LINCOLN, Nebraska – Next Friday, the University of Nebraska Board of Regents will meet to discuss permitting alcohol sales at Nebraska basketball games, the beginning of Memorial Stadium renovations, and the approval of a new $300 million multi-media rights agreement.

At the board meeting on September 30 in Kearney, a proposed adjustment to the University’s operating agreement with Pinnacle Bank Arena will be discussed, authorizing the sale of alcoholic beverages at Nebraska men’s and women’s basketball games beginning this season.

In February, the board of regents revised the university’s policy on alcohol sales at sporting events, permitting the sale of alcohol at the Big Ten Wrestling Tournament at Pinnacle Bank Arena.

The City of Lincoln, which owns Pinnacle Bank Arena, will also be engaged.

The plan before the Regents would allocate ninety percent of alcohol sales revenue to the city and ten percent to the University.

There are currently no plans to sell alcohol at Memorial Stadium or Haymarket Park.

The gathering will also address the beginning of the inspection process for Memorial Stadium upgrades.

Prior to this, Athletic Director Trev Alberts surveyed Husker fans to see what adjustments could and should be implemented.

The Regents will decide to begin the planning process and pick a program manager, design team, and construction company on Friday, November 16. This approval would occur earlier than usual, but according to the University, it will allow Alberts and other University leaders to have a “expert team at their side from Day 1 of what is anticipated to be a large, highly complex, rapidly evolving process involving private fundraising, design, and construction.”

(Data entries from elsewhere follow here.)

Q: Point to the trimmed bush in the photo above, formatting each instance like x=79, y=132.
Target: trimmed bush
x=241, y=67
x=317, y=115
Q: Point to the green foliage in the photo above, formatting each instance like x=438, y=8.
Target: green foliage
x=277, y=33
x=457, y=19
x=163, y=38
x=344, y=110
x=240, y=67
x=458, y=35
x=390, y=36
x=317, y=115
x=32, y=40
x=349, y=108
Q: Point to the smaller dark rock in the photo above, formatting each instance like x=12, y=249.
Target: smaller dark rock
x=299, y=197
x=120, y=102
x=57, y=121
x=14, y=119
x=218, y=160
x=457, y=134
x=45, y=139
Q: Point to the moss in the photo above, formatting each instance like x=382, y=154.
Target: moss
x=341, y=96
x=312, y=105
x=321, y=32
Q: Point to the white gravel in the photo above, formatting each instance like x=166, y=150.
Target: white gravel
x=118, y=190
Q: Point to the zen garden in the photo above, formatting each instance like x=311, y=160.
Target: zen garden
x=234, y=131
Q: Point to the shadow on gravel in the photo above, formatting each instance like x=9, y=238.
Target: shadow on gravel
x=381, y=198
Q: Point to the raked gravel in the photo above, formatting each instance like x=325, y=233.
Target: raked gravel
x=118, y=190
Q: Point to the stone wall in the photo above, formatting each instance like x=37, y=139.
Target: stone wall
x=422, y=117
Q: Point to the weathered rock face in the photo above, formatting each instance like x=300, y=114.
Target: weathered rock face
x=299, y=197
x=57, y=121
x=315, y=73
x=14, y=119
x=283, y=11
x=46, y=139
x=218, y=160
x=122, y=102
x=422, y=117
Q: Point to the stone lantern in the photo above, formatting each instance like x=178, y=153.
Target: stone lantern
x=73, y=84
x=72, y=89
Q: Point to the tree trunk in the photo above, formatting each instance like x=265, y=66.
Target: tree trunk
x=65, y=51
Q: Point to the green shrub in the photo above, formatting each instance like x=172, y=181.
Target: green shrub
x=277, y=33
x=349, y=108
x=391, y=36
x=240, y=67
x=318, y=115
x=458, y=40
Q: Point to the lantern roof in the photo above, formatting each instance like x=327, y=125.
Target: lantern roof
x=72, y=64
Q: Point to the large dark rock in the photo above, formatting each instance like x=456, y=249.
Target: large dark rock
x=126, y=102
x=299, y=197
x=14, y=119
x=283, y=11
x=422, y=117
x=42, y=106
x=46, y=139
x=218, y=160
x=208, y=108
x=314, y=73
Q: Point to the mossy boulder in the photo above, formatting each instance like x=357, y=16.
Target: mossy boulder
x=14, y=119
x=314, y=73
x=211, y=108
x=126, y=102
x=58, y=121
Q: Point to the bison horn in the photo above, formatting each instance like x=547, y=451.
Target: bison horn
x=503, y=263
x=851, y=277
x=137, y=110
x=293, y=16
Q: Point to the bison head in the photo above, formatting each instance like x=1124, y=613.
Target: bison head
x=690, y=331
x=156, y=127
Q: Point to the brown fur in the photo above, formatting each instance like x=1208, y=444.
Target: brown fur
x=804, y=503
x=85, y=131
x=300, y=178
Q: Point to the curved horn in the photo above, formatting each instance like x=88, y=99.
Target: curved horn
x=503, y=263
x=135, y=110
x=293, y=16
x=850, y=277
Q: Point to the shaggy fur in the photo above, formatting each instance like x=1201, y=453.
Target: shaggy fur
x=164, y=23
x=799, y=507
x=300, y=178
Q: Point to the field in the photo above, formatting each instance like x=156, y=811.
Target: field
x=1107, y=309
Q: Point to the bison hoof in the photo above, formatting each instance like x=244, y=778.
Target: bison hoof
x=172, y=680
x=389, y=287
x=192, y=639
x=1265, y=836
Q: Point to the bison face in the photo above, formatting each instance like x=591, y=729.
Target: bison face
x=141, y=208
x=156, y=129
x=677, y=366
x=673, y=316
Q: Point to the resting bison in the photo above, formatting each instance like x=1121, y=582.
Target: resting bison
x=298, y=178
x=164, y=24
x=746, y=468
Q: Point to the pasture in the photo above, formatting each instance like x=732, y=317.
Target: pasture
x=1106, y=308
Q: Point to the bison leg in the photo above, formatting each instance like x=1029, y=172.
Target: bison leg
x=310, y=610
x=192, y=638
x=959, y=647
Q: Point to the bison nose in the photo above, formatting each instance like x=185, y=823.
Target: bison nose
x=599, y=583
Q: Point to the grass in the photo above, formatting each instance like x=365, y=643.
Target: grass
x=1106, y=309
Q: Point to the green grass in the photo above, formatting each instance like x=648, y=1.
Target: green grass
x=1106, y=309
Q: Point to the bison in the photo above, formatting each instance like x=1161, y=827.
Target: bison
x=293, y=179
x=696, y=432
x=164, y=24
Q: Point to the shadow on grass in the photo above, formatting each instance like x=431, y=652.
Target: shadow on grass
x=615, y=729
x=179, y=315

The adoption of a new multi-media rights agreement with Playfly Sports Properties is a major item on a packed agenda.

The proposed deal would begin on October 1 and continue until 2038.

Included in the deal would be:

$273,6 million in revenue payments that are assured

$7,500,000 in signing bonuses

$6.5 million in royalties (estimated)

$6.0 million in capital investments

$5.5 million digital suite (web/app)

$2.25 million for NIL fund

“The arrangement between the University and IMG expires on June 30, 2021. The complexity of the transition to an in-house model, along with the shifting legal, economic, and political environment of collegiate athletics, has prompted Nebraska Athletics to carefully consider returning to an external multimedia rights model over the past year, according to a document outlining the agreement.